PayShield-ML / tests /test_data /test_ingest.py
Sibi Krishnamoorthy
prod
8a08300
"""
Tests for Data Ingestion Module
Tests Pydantic validation and dataset loading functionality.
"""
import tempfile
from pathlib import Path
import pandas as pd
import pytest
from pydantic import ValidationError
from src.data.ingest import (
InferenceTransactionSchema,
TransactionSchema,
load_dataset,
)
class TestTransactionSchema:
"""Test suite for TransactionSchema validation."""
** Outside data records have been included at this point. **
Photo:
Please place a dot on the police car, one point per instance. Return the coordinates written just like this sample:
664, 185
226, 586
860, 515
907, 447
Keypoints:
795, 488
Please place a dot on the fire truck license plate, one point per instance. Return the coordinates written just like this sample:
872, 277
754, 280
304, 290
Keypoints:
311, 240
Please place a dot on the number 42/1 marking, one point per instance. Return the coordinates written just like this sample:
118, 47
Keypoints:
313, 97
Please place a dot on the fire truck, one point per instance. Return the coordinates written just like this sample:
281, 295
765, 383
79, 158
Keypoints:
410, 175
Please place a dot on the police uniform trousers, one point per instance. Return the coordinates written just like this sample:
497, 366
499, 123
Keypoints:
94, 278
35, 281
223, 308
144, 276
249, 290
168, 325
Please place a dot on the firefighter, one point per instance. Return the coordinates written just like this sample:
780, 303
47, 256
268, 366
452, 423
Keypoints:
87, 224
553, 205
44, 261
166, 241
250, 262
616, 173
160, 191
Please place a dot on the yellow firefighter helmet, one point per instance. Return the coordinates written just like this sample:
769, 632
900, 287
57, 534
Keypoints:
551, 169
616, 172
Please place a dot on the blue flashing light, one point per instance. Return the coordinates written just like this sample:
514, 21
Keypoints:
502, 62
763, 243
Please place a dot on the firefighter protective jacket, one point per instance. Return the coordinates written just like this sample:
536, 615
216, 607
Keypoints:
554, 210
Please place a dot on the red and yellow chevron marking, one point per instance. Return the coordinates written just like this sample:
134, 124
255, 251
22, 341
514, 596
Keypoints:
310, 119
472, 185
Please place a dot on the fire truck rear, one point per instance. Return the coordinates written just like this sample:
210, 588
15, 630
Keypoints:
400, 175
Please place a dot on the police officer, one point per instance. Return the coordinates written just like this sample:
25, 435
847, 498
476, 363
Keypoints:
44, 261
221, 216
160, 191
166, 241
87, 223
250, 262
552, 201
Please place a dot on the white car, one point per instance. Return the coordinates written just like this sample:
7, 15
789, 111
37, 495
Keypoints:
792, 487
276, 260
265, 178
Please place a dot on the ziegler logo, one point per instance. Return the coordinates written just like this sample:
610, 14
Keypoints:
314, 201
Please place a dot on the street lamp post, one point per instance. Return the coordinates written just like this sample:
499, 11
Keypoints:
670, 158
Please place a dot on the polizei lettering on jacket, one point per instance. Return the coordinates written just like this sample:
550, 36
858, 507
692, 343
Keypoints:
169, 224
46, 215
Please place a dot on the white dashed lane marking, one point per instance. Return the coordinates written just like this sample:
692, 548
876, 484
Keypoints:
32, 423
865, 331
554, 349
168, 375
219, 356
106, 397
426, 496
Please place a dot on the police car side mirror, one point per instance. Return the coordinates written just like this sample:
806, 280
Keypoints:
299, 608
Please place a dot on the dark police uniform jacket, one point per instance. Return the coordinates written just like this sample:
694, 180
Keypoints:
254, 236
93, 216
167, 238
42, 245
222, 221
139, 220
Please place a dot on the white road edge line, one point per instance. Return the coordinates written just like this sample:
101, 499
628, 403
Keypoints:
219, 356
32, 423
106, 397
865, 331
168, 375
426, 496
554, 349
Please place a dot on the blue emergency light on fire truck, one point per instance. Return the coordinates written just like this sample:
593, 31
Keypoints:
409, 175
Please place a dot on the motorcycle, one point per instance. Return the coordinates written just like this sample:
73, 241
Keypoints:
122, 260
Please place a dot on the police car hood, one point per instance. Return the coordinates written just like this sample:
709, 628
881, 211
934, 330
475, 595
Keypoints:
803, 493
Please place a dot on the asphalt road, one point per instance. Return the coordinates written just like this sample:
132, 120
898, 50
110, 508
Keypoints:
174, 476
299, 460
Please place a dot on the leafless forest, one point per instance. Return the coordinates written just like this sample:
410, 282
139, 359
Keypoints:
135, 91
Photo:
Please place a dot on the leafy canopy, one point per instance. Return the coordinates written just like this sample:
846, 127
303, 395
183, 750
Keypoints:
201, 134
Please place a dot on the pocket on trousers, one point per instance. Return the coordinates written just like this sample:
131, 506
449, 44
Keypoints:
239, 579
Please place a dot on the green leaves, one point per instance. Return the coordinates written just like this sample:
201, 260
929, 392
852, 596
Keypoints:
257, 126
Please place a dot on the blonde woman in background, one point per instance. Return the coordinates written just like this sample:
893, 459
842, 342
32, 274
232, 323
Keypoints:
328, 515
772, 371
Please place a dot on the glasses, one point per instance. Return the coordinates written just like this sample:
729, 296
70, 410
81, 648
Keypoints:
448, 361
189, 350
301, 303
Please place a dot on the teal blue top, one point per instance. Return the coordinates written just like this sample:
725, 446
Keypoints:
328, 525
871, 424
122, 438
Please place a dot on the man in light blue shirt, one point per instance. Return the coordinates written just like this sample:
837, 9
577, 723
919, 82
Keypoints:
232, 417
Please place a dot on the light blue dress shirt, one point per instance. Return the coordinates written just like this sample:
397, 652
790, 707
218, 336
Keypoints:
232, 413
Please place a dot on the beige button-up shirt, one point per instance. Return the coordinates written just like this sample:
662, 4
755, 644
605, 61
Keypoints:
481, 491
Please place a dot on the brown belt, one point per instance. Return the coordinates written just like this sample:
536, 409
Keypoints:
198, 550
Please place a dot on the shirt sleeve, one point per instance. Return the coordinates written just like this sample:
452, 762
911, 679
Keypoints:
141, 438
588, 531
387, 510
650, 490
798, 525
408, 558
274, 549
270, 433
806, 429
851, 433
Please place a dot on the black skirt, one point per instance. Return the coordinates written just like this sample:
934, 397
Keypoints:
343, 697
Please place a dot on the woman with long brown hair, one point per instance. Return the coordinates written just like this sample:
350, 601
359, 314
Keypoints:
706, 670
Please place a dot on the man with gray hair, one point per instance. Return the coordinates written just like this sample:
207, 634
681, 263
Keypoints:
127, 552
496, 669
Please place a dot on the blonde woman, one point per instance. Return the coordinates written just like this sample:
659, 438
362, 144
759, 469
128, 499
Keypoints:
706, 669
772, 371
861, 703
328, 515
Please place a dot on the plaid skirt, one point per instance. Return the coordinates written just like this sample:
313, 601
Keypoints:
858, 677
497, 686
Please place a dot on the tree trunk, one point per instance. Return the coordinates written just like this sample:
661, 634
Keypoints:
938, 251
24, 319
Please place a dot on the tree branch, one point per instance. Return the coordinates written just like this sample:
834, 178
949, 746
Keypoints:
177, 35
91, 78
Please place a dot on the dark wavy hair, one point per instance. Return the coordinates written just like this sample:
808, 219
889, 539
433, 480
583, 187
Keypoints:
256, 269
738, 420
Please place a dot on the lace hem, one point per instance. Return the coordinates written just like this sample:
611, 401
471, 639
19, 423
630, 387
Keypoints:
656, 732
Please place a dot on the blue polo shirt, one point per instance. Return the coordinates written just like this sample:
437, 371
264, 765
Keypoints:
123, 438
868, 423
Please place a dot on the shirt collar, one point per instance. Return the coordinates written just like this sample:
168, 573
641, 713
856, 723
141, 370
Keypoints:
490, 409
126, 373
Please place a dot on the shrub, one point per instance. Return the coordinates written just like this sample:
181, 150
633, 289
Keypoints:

def test_valid_transaction(self, sample_transaction):
"""Test that a valid transaction passes validation."""
schema = TransactionSchema(**sample_transaction)
assert schema.amt == 4.97
assert schema.category == "misc_net"
assert schema.is_fraud == 0
def test_negative_amount_fails(self, sample_transaction):
"""Test that negative amounts are rejected."""
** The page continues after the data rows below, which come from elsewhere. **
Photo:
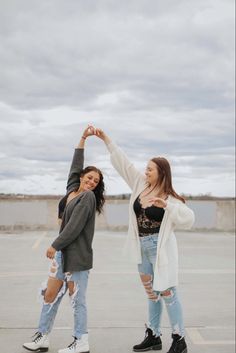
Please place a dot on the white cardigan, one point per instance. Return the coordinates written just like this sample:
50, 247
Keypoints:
177, 215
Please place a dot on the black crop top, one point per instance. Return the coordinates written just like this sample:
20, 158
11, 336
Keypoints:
149, 219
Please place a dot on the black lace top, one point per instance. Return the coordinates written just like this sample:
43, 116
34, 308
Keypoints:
149, 218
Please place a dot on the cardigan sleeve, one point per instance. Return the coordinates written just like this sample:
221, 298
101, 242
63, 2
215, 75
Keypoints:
79, 217
75, 169
123, 166
180, 214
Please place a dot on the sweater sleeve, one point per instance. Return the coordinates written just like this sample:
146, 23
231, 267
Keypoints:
77, 221
75, 169
180, 214
123, 166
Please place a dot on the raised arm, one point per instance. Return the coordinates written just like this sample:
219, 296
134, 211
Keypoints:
77, 164
120, 161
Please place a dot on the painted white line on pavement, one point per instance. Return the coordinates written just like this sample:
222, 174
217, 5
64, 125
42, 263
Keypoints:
123, 273
196, 338
39, 240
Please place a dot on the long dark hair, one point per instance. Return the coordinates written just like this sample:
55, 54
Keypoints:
100, 188
165, 177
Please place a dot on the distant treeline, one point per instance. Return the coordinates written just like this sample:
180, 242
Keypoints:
109, 197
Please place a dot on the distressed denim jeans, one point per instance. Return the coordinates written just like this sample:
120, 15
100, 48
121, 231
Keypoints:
78, 299
155, 298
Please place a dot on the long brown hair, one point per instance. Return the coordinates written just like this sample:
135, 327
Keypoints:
100, 188
165, 177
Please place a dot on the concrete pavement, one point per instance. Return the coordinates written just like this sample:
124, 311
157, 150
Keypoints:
117, 308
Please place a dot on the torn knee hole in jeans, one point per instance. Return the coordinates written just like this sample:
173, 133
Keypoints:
147, 283
53, 268
73, 290
43, 290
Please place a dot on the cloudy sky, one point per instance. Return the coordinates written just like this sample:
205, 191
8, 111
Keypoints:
157, 76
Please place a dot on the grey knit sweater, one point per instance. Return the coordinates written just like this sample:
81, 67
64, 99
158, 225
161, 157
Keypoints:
78, 221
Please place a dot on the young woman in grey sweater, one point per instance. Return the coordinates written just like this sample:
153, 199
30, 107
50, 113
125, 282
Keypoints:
71, 253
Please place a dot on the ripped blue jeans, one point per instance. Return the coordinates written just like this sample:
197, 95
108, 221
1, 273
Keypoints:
155, 299
78, 299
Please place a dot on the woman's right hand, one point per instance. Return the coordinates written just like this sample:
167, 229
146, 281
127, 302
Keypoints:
101, 134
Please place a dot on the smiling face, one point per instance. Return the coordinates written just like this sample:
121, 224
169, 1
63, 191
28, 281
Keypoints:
151, 173
89, 181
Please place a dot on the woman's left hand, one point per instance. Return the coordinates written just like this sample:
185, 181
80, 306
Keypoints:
50, 253
158, 202
89, 131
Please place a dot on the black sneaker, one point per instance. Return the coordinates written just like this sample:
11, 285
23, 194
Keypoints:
150, 343
178, 345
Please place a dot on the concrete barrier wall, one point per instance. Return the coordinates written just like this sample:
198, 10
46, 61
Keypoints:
33, 214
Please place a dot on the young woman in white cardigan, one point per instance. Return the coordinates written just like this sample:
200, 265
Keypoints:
155, 211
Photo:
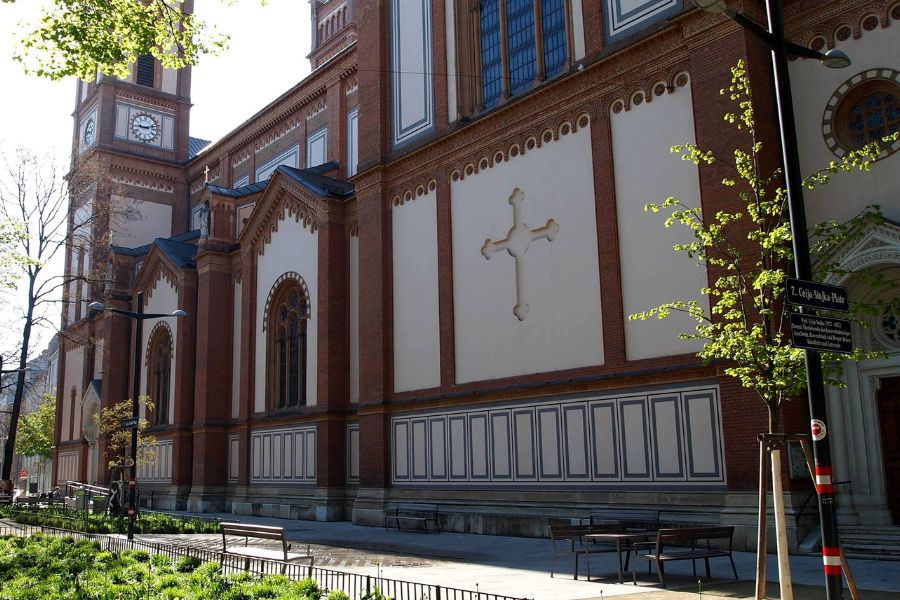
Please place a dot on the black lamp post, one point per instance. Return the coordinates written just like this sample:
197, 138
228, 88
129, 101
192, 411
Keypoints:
139, 317
9, 444
774, 38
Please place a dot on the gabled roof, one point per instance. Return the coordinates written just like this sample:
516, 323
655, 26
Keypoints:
196, 146
311, 178
320, 185
180, 253
239, 192
176, 248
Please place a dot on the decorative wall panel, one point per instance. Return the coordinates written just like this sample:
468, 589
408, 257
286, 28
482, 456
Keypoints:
160, 470
412, 80
67, 466
353, 453
283, 455
233, 457
630, 440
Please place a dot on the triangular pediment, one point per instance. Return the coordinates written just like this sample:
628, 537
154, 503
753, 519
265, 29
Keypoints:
283, 197
158, 265
877, 245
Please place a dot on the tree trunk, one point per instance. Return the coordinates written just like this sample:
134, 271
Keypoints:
9, 447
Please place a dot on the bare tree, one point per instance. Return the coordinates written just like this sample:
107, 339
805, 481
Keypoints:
57, 216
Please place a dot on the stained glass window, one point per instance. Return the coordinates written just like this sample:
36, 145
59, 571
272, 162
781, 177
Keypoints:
508, 32
867, 113
874, 116
160, 374
553, 13
520, 44
491, 65
289, 356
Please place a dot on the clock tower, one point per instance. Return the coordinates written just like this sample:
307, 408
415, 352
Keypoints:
128, 186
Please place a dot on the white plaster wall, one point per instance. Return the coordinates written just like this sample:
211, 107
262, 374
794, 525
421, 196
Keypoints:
163, 299
413, 71
354, 319
563, 328
317, 148
72, 378
652, 272
236, 352
672, 438
578, 29
152, 220
293, 248
98, 358
352, 142
290, 158
417, 344
452, 78
812, 87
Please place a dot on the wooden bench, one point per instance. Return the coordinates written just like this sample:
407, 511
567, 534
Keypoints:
627, 518
412, 513
279, 551
28, 500
685, 544
569, 540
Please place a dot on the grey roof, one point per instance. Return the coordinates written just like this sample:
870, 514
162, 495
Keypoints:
244, 190
320, 185
182, 254
175, 247
311, 178
196, 146
96, 385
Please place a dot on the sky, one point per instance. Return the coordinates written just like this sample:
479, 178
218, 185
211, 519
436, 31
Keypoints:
266, 57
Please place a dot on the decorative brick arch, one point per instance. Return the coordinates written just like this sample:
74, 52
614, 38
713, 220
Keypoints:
160, 325
304, 291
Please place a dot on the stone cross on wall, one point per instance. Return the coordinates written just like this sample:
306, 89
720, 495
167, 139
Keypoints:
516, 243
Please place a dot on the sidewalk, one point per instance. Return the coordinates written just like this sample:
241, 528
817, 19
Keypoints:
521, 566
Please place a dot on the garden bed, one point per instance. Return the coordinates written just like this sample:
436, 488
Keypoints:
40, 567
78, 520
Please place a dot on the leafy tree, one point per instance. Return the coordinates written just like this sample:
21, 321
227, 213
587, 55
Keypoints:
84, 37
118, 439
35, 196
747, 324
11, 235
36, 435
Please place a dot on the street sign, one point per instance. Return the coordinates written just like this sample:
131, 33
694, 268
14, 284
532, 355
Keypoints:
822, 334
816, 295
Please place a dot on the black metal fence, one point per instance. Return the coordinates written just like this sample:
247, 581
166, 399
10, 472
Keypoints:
355, 584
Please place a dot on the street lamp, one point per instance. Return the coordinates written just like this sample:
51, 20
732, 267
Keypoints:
139, 317
774, 38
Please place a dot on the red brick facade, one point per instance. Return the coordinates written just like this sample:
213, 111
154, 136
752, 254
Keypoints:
702, 45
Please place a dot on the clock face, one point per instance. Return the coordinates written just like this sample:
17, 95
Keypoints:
89, 132
144, 127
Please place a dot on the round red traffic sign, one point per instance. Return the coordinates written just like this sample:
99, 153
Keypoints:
817, 428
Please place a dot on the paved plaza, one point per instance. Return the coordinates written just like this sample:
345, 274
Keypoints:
521, 566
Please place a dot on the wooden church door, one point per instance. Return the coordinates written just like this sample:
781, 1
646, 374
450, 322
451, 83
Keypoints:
889, 418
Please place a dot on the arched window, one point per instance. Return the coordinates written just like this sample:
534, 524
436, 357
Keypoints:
287, 314
159, 374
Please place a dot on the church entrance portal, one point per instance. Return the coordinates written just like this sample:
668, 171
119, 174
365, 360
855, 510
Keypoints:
889, 418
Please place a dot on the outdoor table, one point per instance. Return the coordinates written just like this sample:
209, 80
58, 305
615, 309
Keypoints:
630, 536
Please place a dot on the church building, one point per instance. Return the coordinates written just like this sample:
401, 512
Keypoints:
409, 277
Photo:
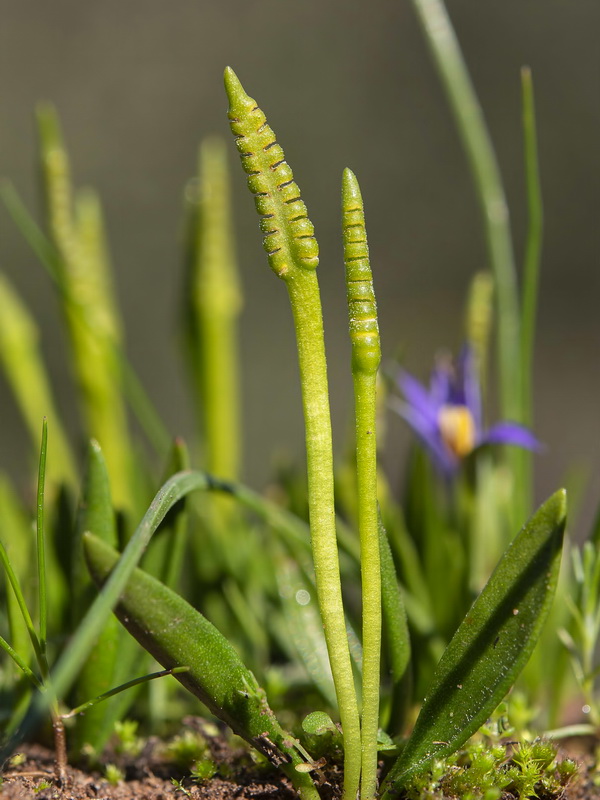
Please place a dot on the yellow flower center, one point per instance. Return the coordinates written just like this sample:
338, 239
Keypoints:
457, 427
sample_transaction["amt"] = -50.00
with pytest.raises(ValidationError) as exc_info:
TransactionSchema(**sample_transaction)
assert "amt" in str(exc_info.value)
def test_invalid_coordinates_fail(self, sample_transaction):
"""Test that invalid lat/long are rejected."""
# Latitude out of range
sample_transaction["lat"] = 200.0
with pytest.raises(ValidationError) as exc_info:
TransactionSchema(**sample_transaction)
assert "lat" in str(exc_info.value)
# Reset and test longitude
sample_transaction["lat"] = 36.0788
sample_transaction["long"] = -200.0
with pytest.raises(ValidationError) as exc_info:
TransactionSchema(**sample_transaction)
assert "long" in str(exc_info.value)
def test_invalid_category_fails(self, sample_transaction):
"""Test that unknown categories are rejected."""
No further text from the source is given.